Unfortunately, when Hamilton makes movie versions of his imagery, the "worlds" beyond the perimeters of the erotic are not those of our imaginations anymore. They're so much more bland and uninteresting. Pedestrian even.
Another drawback is the the imagery itself. The cinematographer on these movies is rarely Hamilton himself. He hires a photographer so he can focus on directing the performers. As the credits roll on Premiers Desirs, a montage of actual photographs shot by Hamilton are flashed on the screen. All they do is remind us of how superior Hamilton's photographs are to his movies.
So why make the movies?
Money, of course.
Hamilton has made six features in a similar vein; Bilitis ('77) is the most well known.
The most explicit of his softcore romps is arguably Tendres Cousines ('80).
Like his previous efforts, Premiers Desirs is about beautiful young girls trapped in ultra-contrived, juvenile scripts that exist only to disrobe them. They disrobe quite often, which is a fine thing, but, eventually, these Coming of Age dramas become numbing because they're so damn cliched.

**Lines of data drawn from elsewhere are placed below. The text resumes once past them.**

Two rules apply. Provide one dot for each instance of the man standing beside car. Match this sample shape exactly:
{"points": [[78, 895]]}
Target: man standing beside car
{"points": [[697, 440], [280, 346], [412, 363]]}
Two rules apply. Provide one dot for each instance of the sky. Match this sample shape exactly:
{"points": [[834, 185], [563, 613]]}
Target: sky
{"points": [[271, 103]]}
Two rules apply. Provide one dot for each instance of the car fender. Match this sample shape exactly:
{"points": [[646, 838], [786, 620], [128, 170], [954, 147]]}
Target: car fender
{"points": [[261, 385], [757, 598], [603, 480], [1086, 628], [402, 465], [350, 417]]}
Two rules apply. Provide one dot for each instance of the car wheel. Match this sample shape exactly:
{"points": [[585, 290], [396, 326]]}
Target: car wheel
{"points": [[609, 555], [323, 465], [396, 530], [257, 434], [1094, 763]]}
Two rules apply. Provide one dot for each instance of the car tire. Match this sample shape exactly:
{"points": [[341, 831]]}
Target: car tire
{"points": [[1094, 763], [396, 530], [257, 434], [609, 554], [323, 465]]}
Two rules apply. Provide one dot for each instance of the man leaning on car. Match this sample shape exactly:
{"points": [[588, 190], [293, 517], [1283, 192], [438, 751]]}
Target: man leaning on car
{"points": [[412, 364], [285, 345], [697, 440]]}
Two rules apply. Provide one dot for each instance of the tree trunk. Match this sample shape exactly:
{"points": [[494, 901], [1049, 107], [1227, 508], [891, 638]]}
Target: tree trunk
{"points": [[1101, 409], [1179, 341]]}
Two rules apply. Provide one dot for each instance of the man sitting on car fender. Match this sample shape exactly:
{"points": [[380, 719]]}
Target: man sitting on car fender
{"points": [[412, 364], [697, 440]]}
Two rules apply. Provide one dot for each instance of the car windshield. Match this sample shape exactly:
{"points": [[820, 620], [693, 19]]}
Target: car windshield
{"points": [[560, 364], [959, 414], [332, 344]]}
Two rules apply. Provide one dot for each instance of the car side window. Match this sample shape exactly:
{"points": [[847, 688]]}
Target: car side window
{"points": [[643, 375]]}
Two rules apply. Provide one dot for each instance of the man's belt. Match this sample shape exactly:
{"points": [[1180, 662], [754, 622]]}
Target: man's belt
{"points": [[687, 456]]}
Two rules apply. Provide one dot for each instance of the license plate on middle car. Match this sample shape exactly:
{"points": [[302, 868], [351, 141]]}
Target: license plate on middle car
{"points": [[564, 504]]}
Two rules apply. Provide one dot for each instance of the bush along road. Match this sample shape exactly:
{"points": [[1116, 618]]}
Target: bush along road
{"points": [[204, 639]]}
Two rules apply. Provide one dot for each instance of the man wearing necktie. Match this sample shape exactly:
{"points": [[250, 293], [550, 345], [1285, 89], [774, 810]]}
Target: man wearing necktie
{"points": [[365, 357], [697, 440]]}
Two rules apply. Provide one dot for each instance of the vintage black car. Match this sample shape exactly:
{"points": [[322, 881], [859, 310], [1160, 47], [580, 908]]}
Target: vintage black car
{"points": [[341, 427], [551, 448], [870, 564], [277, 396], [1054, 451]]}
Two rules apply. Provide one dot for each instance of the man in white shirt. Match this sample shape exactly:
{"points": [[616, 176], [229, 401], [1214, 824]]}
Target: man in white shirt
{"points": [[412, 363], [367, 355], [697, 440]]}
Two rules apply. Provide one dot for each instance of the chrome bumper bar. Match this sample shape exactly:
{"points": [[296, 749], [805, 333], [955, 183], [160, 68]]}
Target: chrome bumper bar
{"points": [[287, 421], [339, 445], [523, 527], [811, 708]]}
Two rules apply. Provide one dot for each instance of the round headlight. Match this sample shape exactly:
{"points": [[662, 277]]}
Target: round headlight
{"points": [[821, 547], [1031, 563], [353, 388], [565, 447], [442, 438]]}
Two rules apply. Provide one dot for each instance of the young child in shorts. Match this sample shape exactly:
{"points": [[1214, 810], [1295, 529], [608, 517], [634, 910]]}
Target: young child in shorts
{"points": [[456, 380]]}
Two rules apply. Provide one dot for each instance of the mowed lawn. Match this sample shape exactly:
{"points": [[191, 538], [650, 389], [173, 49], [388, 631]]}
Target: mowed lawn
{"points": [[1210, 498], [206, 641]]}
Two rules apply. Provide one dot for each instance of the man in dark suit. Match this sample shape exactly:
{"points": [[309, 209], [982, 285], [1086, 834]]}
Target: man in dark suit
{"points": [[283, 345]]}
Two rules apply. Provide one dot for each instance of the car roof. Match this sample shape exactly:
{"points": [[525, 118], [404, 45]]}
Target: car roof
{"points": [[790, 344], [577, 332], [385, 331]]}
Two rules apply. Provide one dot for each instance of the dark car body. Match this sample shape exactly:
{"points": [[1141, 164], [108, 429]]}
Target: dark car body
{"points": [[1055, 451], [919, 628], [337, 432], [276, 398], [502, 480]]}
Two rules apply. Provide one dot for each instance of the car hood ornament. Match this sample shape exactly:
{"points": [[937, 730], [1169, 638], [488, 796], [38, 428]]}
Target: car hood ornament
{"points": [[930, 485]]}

Do people anywhere really behave like this?
It's a fantasy, of course, so anything is possible, but must such fantasy be so boring, slow, and, from a dramatic standpoint, embarrassingly amateur?
Which leads me to ask why, why, why -- apart from the money -- did Hamilton decide to make these films in the first place?
Probably a really dumb question.
To me, watching Hamilton's movies -- after leafing through his books -- is an experience similar to discovering that a beautiful woman you secretly admire picks her nose and eats it.